The bigger question for Eli right now, though, is whether figuring this out will even matter. When Denise shows up at Eli’s house desperate for answers, she sees his big conspiracy wall and decides, you know what, maybe Dr. Eli isn’t the right caretaker for her boy after all. And it’s like, it’s hard to blame her. I wouldn’t have wanted Claire Danes solving terrorism crimes in Homeland Season 1 or Jodie Foster working the case in True Detective Season 4 if I’d seen their big crazy photo-and-file arrays either.

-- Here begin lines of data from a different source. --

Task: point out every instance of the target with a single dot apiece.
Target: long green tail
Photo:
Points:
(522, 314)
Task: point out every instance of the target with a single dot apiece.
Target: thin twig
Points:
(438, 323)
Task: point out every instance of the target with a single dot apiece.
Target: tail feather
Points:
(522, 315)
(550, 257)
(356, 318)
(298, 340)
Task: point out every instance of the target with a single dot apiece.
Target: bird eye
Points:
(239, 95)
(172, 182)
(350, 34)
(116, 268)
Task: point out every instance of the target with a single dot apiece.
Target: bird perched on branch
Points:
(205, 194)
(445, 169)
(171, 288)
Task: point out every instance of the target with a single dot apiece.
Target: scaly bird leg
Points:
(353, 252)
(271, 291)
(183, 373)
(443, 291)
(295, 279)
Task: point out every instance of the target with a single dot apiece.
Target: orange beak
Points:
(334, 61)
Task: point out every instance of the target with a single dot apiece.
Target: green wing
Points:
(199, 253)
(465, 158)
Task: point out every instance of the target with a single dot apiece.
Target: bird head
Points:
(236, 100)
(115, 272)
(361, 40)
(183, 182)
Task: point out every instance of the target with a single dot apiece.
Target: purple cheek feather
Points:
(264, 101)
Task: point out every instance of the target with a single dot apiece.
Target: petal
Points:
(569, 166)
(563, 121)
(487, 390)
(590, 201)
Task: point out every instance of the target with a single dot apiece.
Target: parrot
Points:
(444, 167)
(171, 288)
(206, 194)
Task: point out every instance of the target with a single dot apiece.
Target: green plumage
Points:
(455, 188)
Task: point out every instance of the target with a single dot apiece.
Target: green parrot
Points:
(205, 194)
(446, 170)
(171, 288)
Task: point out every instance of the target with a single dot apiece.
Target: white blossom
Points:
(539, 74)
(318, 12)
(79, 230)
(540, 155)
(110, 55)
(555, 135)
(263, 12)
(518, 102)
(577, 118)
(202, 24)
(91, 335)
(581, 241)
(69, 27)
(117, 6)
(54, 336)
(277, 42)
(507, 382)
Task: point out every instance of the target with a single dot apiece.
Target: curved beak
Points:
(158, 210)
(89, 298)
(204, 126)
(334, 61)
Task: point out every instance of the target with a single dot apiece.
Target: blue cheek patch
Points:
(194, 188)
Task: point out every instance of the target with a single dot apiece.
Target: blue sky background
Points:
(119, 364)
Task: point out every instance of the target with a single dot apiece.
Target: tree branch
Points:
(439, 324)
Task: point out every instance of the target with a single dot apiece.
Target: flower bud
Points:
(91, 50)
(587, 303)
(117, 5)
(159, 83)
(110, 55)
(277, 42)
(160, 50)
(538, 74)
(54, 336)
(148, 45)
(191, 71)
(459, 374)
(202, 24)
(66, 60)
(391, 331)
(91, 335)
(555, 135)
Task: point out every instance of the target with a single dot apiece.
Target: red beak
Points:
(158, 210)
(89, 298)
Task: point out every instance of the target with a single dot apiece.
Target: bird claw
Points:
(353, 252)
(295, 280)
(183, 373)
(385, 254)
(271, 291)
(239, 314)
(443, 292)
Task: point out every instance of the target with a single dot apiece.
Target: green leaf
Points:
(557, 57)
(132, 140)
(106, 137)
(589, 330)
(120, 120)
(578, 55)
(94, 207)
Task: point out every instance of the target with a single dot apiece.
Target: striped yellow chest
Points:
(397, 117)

Directed with verve by Desta Tedros Reff from a script by Emmanuel Osei-Kuffour Jr., this episode features series-best work from Billy Crystal and Rosie Perez, the arrival of an endearing character actor in Venito, the use of Hope Davis as Crystal’s skeptical colleague and Ava Lalezarzadeh as his beleaguered assistant, the (to me, anyway) delightful appearance of Young Billy Crystal and Young Judith Light, the surprise connection between Eli and Benjamin, and the show’s most effective horror imagery to date in the form of the bees crawling in and out of Perez’s face (CGI insects, with their mechanical movements, are much more convincing than the comparatively fluid and therefore fake-looking CGI worms). If this is the way the show is gonna head into the home stretch, I’m ready to follow it there.